- U.S. Post Office
- U.S. National Register of Historic Places
- Location: 100 1st St., SW, Minot, North Dakota
- Coordinates: 48°14′4″N 101°17′36″W﻿ / ﻿48.23444°N 101.29333°W
- Area: less than one acre
- Built: 1915
- Architect: Oscar Wenderoth
- Architectural style: Italian Renaissance Revival
- NRHP reference No.: 80002930
- Added to NRHP: October 14, 1980

= Bruce M. Van Sickle Federal Building and U.S. Courthouse =

The Bruce M. Van Sickle Federal Building and U.S. Courthouse is a historic courthouse and post office in Downtown Minot, North Dakota.

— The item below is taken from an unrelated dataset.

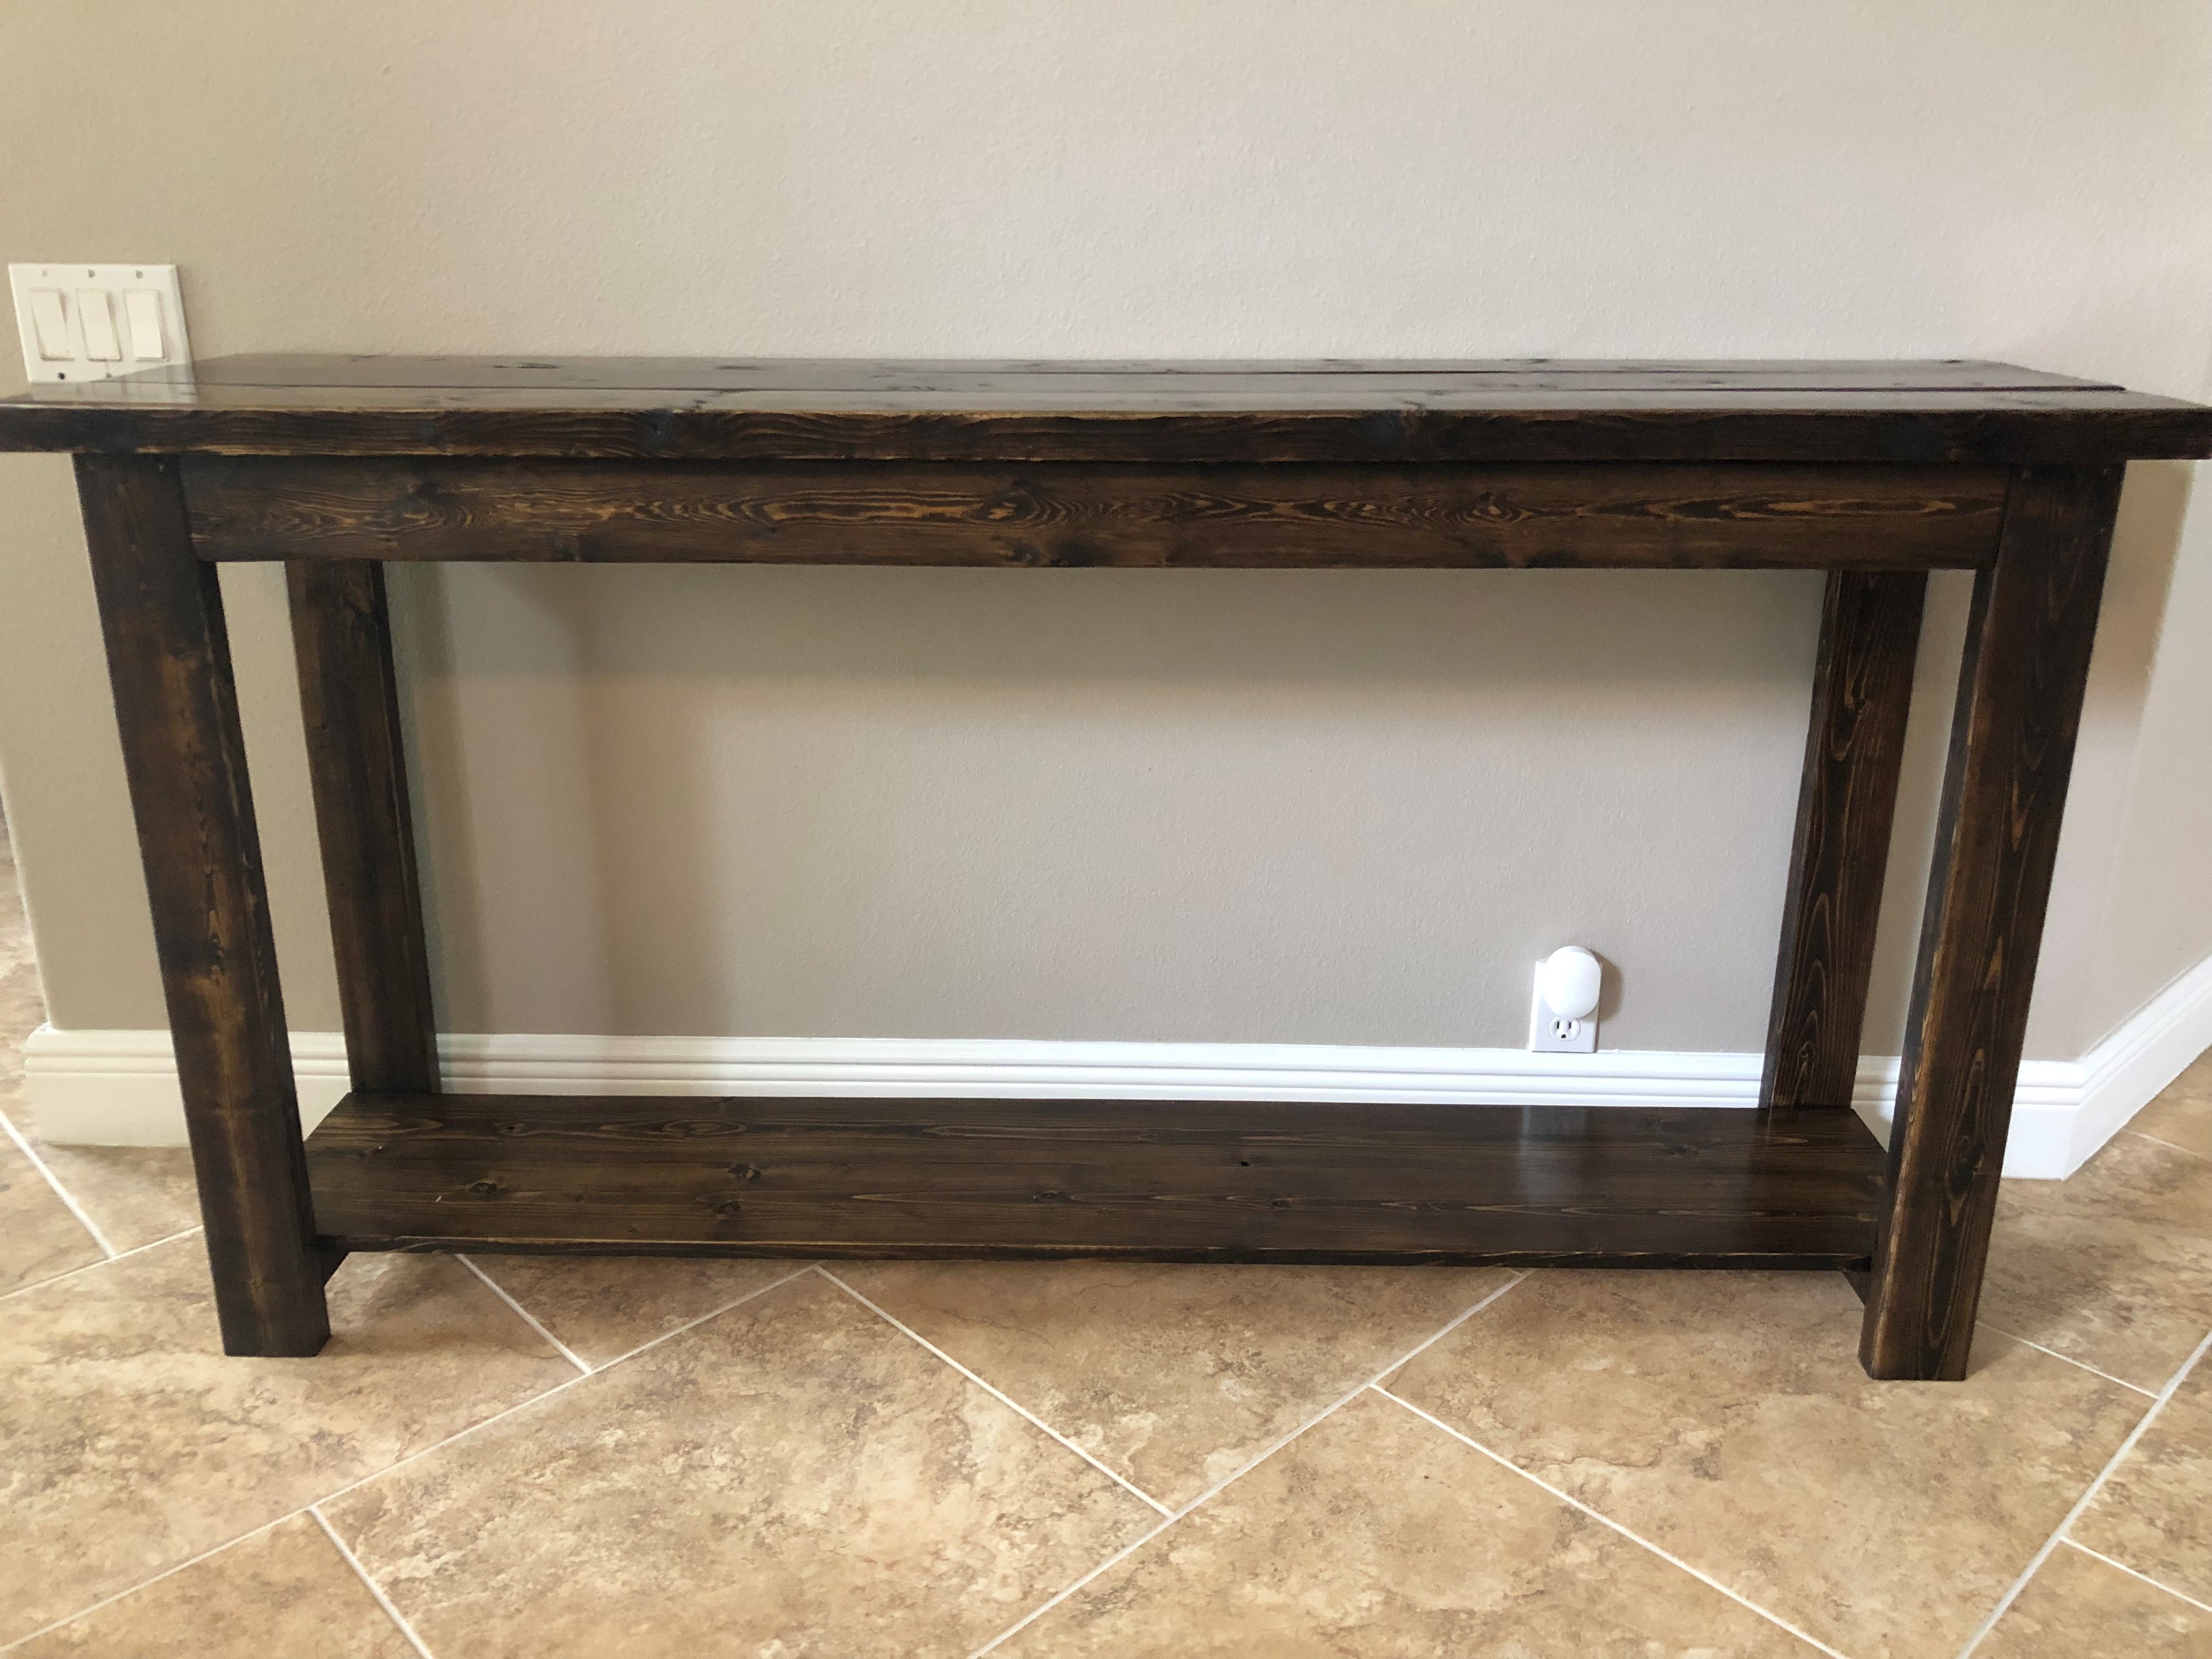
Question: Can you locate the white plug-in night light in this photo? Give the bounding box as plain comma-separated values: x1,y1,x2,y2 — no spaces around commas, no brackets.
1539,946,1602,1022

Built in 1915, its design is credited to Oscar Wenderoth. Since the post office relocated, it is officially known as the Judge Bruce M. Van Sickle Federal Building and U.S. Courthouse or the Van Sickle Federal Building. It currently houses the United States District Court for the District of North Dakota.

The building was listed on the National Register of Historic Places (NRHP) in 1980. It includes Italian Renaissance Revival architecture.

The building cost $124,000 to construct. According to its NRHP nomination, "Minot citizens were intensely proud of their new federal structure which was considered to be one of the finest in the Northwest and joyously participated in its midnight opening on June 12, 1915." It was named in honor of district court judge Bruce Van Sickle in 2002.